People aspiring to do business with Apple were not immune to its co-founder’s hypnotic charm. With their blinders on, Steve was able to derail them, and still provide a great story for them to tell to friends. Panic Inc., a successful independent software maker, chronicles on its website a story told by its co-founder, Cabel Sasser, about how he was tricked and then bested by Steve. It started, as most stories in this book do, with an e-mail. “I couldn't help myself. I'd always heard that Steve Jobs, founder and CEO of Apple, actually reads his e-mail,” Cabel recounts. “It's pretty hard to resist e-mailing God if you know He checks his e-mail.” Cabel sent Steve a short pitch for Audion in August 1999, a few days after version 1.0 of his music app was released, but did not receive a response. No surprise, says Cabel.

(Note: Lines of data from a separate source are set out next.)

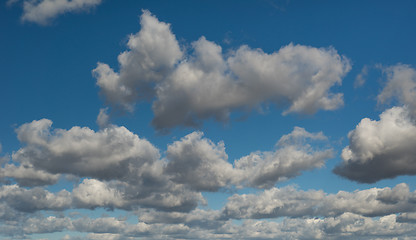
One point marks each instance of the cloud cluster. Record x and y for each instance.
(189, 86)
(43, 12)
(290, 202)
(344, 226)
(121, 170)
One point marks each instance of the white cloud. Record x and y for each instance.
(107, 154)
(103, 119)
(381, 149)
(152, 54)
(360, 79)
(203, 165)
(35, 199)
(401, 86)
(292, 156)
(92, 193)
(291, 202)
(44, 11)
(205, 83)
(28, 176)
(200, 163)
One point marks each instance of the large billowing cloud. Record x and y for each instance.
(206, 83)
(44, 11)
(203, 165)
(125, 171)
(293, 155)
(381, 149)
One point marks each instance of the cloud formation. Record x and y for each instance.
(290, 202)
(43, 12)
(121, 170)
(400, 86)
(205, 83)
(381, 149)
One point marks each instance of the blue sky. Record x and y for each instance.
(207, 119)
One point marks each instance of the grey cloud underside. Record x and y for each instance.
(134, 164)
(344, 226)
(385, 148)
(205, 83)
(290, 202)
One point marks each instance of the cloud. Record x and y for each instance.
(28, 176)
(92, 193)
(200, 163)
(293, 155)
(49, 224)
(291, 202)
(361, 77)
(43, 12)
(126, 172)
(107, 154)
(205, 83)
(381, 149)
(203, 165)
(152, 54)
(103, 119)
(35, 199)
(401, 86)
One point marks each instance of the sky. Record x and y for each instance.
(268, 119)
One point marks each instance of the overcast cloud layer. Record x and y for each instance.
(189, 86)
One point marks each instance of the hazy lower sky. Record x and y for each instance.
(207, 119)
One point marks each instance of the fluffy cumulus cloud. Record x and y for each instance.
(204, 166)
(27, 176)
(381, 149)
(293, 155)
(165, 192)
(291, 202)
(199, 162)
(44, 11)
(107, 154)
(205, 83)
(35, 199)
(153, 53)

Then, a couple of weeks after that first e-mail to Steve, Cabel received a cryptic message from Charles Wiltgen, then the QuickTime video technology manager for Apple developer relations. “I’d like to talk Audion future directions,” Charles wrote. This is a request many small technology startups field from Apple. Swype, the innovative touchscreen keyboard software developer, says it had one such meeting, too, before Nuance Communications Inc. acquired it. Between the long lead time associated with such a “future directions” meeting, Cabel’s Panic software studio engaged with AOL Time Warner Inc. about an acquisition. (This was before the conglomerate experienced a myriad of its own problems.) Cabel was excited about the prospect of offering Audion for free in order to get the program in the hands of more people. However, he was not keen on working for a lurching corporate giant. At the height of those negotiations in the summer of 2000, Apple showed up again. Panic tried to include AOL in the meeting with Apple, but the AOL execs said they were busy, and then Apple balked. No meeting took place.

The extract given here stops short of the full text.